Solution: Dual rendering paths:
- CWASA for real-time web demos
- PyRender for production video export
- Same gloss/motion data feeds both
Accomplishments that we're proud of
Technical Accomplishments
End-to-End Working Pipeline
- Text input → Sign language video output in single command
- 70+ demo videos generated during development
- Production-ready quality
Physics-Based Motion Engine
- Anticipatory motion: Avatar prepares for next sign during current sign
- Natural-looking signing that doesn't look robotic
- 3 motion engines with different quality/speed trade-offs
Scalable Architecture
- Adding new sign language = new data files, not new code
- Modular layers: NLP, motion, rendering are independent
- Same codebase can serve ISL, ASL, BSL with config changes
Real Dataset Integration
- 4,000+ motion sequences from WLASL
- SMPL-X body model for anatomical accuracy
- Real sign language data, not synthesized animations
Business Accomplishments
Clear Market Entry Strategy
- First customer identified: Living India News (Punjabi channel)

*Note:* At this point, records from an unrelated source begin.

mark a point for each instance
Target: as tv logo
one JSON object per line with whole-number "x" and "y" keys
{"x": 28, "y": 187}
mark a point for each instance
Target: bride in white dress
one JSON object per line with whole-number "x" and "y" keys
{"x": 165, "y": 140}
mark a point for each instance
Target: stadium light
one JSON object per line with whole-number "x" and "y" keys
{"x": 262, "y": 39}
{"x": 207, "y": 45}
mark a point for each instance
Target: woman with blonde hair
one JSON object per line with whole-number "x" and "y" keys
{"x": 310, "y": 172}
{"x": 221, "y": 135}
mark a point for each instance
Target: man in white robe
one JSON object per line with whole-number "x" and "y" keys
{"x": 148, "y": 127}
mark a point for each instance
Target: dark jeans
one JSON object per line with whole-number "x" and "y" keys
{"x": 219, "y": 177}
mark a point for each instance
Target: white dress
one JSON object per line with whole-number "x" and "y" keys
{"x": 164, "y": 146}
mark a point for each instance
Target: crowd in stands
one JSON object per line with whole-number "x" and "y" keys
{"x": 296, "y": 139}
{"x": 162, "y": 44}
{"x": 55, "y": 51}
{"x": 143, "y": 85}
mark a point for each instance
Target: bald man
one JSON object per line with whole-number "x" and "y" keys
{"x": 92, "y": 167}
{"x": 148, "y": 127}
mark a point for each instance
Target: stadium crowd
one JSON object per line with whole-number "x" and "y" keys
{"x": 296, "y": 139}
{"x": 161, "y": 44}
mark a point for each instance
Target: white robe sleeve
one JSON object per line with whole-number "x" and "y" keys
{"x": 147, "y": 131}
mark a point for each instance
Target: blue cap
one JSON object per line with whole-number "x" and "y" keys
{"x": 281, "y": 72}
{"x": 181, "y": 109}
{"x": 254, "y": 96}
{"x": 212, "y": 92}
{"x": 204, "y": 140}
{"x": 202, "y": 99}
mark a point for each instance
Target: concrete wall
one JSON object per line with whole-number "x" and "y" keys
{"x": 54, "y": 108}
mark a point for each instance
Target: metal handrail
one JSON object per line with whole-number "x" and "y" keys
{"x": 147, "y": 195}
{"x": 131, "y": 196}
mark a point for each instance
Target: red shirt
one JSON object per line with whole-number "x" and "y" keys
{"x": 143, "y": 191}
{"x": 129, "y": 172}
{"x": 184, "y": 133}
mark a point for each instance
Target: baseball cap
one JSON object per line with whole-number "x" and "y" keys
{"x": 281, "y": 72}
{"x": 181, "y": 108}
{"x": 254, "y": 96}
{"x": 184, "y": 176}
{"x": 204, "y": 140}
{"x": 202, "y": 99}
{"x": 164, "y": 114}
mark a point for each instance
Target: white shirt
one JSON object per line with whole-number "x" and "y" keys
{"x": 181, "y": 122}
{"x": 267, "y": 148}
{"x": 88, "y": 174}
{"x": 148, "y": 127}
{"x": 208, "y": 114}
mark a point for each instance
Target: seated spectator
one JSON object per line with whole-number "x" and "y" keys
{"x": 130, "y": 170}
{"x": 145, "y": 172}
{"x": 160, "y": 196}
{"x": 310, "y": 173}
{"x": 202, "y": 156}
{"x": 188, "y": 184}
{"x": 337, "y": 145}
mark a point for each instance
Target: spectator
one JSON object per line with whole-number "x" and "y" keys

- Regulatory tailwind: RPWD Act 2016 enforcement accelerating
- 155 organizations fined for accessibility violations (Feb 2025)
Data Moat Strategy
- Every customer expands vocabulary database
- Regional dialects no competitor will have
- First-mover builds the corpus
What we learned
Technical Learnings
Sign language is NOT "animated captions"
- Different grammar, different word order
- Facial expressions carry grammatical information
- Regional dialects vary significantly
Motion quality matters more than vocabulary size
- 50 natural-looking signs > 500 robotic signs
- Users can tolerate fingerspelling unknown words
- Users cannot tolerate unnatural movement
SMPL-X is essential for sign language
- Generic avatars lack hand articulation
- 15 joints per hand captures finger positions
- Body model + motion data = realistic signing
Business Learnings
Compliance is the entry point, not the product
- Regulatory pressure creates urgency
- But the real value is serving users captions fail
- Data accumulated from compliance becomes the moat
The literacy gap is underappreciated
- Most people assume deaf = can read
- 4th grade reading level changes everything
- Complex content (news, health, legal) is inaccessible
What's next for SignBridge
Immediate (Post-Hackathon)
| Priority | Action | Timeline |
|---|---|---|
| 1 | Living India News pilot outreach | Week 1 |
| 2 | Expand vocabulary to 500+ words | Month 1 |
| 3 | Add facial expressions (grammatical markers) | Month 2 |
| 4 | ISLRTC partnership for vocabulary validation | Month 2 |
Phase 2: Indian Market (6-24 months)
- 50+ Indian news network contracts
- Government partnerships (Doordarshan, state broadcasters)
- Regional vocabulary expansion (Tamil, Telugu, Bengali ISL variants)
- Target: Rs 5-10 Cr ARR
Phase 3: Global Expansion (Year 2-4)
- ASL, BSL, Auslan support
- International news networks (BBC, Al Jazeera)
- Streaming platforms (Netflix, Disney+)
- Target: $5-10M ARR
Phase 4: Creator Economy (Year 4+)
- YouTube/Twitch API integrations
- Creator tools ($29-99/month)
- Community vocabulary contributions
- Target: $50M+ ARR
The Vision
"We're not building a compliance tool. We're building the Google Translate for sign language. Every customer adds to our vocabulary database. By year 3, we'll have the world's largest corpus of regional sign language variations—a data asset that transforms us from a compliance vendor into the infrastructure layer for global sign language accessibility."